Hoje, deixou o protagonismo dos autorretratos para se dedicar a outros temas. Seus desenhos mais recentes retratam artistas da música como Sabotage, John Coltrane, Milton Nascimento; também trazem cenas caseiras do cotidiano e paisagens urbanas.
Depois da Nina Simone, comprei outros dois desenhos do Hélio: um, de uma ponte sob o céu amarelo, e outro, do Belchior.
Pode haver quem diga que essa entrevista é jabá, mas o Hélio não vai me dar nada por esse trabalho aqui — para quem não sabe, JABÁ é quando um jornalista “vende” uma reportagem em troca de alguma coisa.
É muito louco isso de comprar as coisas de quem faz, de estimular o desenvolvimento dos negócios culturais locais, pequenos, próprios, e sem firula. Como mídia independente, o JORNAL DOIS se propõe a fortalecer e valorizar essa cultura bauruense ao mostrar para as pessoas que se faz muita arte por aqui. Tem muita cultura por aqui. Não é coisa de capital, é coisa de todo mundo. Coisa das pessoas mesmo.

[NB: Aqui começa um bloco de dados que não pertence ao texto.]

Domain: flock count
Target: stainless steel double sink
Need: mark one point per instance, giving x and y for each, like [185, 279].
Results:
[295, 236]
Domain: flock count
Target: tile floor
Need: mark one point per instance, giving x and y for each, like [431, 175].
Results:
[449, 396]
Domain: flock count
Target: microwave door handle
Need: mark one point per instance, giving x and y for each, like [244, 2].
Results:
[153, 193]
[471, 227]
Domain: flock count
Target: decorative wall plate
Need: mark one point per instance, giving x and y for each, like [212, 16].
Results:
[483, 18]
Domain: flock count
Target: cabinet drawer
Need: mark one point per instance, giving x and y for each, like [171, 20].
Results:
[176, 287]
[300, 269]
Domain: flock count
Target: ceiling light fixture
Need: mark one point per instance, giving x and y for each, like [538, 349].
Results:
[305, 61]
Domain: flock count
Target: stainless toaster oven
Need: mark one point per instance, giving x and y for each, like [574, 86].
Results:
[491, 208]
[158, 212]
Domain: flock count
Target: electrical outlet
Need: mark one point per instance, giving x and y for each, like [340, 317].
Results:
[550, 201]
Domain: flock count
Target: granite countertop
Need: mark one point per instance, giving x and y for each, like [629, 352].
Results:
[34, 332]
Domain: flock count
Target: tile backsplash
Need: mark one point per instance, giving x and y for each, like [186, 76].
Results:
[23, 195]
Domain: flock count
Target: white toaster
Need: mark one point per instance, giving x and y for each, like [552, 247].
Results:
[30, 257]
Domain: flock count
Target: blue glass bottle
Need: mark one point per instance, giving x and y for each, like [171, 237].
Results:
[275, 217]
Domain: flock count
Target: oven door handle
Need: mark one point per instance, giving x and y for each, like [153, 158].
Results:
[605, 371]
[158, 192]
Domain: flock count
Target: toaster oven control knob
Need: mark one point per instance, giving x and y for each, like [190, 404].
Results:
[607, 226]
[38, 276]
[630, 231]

Hélio conta que foi a partir dos quatro anos que começou a mexer com desenho, acredito que como todo mundo faz. Pega os lápis de cor, o giz de cera e fica lá experimentando as cores no papel por horas e horas. Só que diferente de muita gente, ele não parou.
“Desenhar, pra mim, tem sido algo muito libertador, de autoconhecimento. E ao mesmo tempo bastante terapêutico e expressivo”, responde Hélio, quando pergunto como ele se relaciona com seu trabalho.

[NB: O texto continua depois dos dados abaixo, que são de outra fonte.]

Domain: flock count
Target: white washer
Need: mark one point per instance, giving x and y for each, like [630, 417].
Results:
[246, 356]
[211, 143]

“Não precisa necessariamente a pessoa nascer com um dom ou talento pra exercer isso”, afirma ele. “Acho que não tem um limite pra estar desenhando, pintando, rabiscando, qualquer coisa. Não tem limites pras possibilidades artísticas”.

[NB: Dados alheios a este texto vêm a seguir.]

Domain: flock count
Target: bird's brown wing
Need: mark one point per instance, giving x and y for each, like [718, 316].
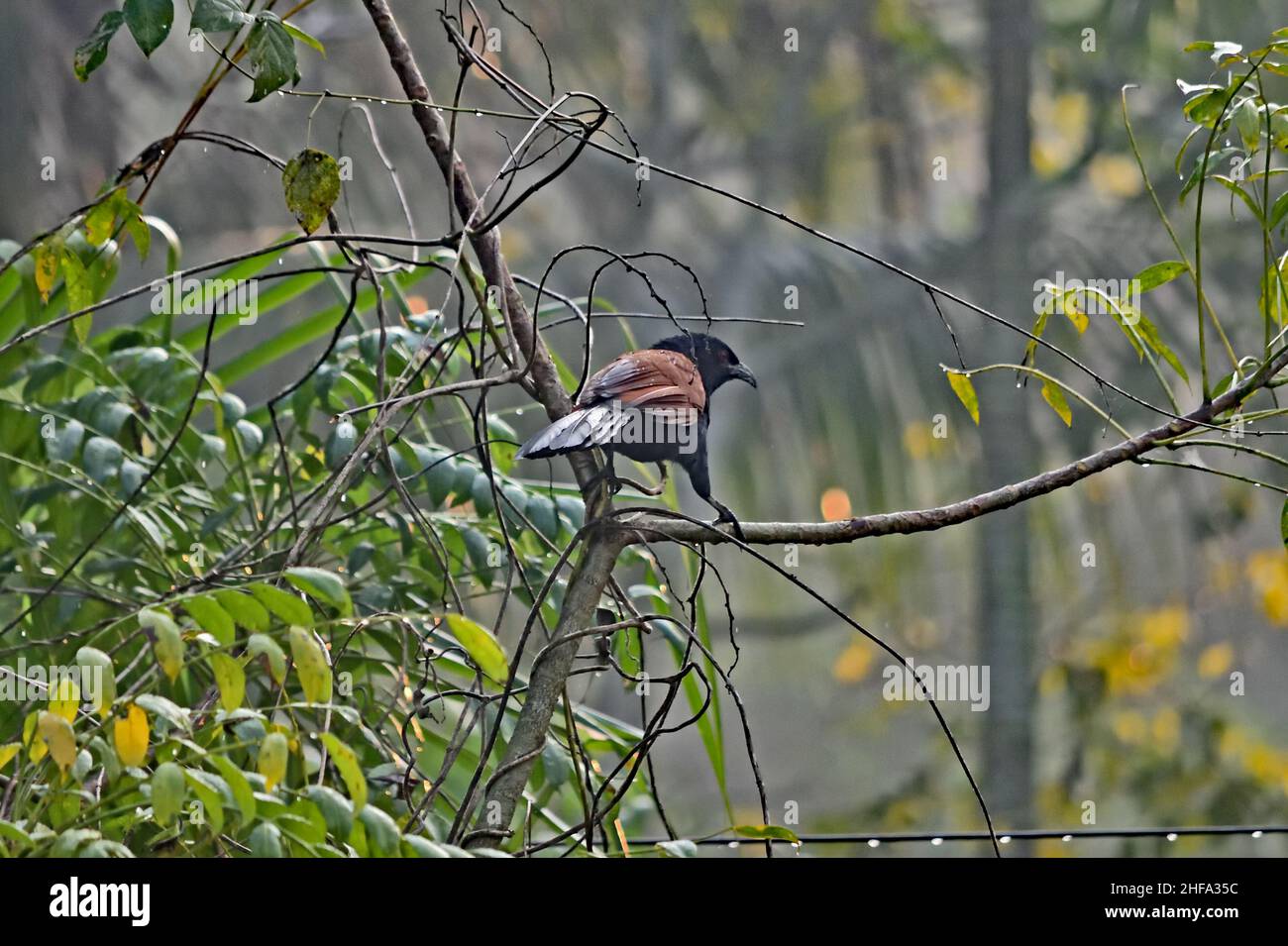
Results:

A música passa por essas experimentações e sentimentos que preenchem o canal elhome no Soundcloud. Hélio me mandou esse link um dia porque a gente só conversava dos desenhos, e queria me mostrar as outras coisas que andava fazendo.
Entre estilos musicais e tempos diferentes, se constrói uma linearidade narrativa que perpassa todas as composições. As nuances eletrônicas, sempre presentes, marcam esse projeto musical que, para Hélio, caminha junto com a ilustração, a vida, os estudos e tudo mais. Até o final do ano, ele pretende lançar um novo projeto, com novas faixas e outra pegada — dá para acompanhar pelo Facebook e ficar sabendo de tudo.
Foi entre 2013 e 2014 que Hélio começou a trabalhar mais seriamente com a ilustração e a música, na tentativa de viver desses produtos e firmar sua carreira como artista.
“Todos nós sabemos que nem precisa ser artista independente para estar ciente do momento caótico que a gente tá vivendo”, define.
Para ele, o Brasil não valoriza a arte independente e o interior do estado de São Paulo não reconhece a diversidade da produção. “As pessoas às vezes não tem muito interesse, e é complicado viver disso, como eu. Eu só trabalho com isso”, relata Hélio. “Eu acho que a arte ainda é muito elitizada e acaba não tendo visibilidade”.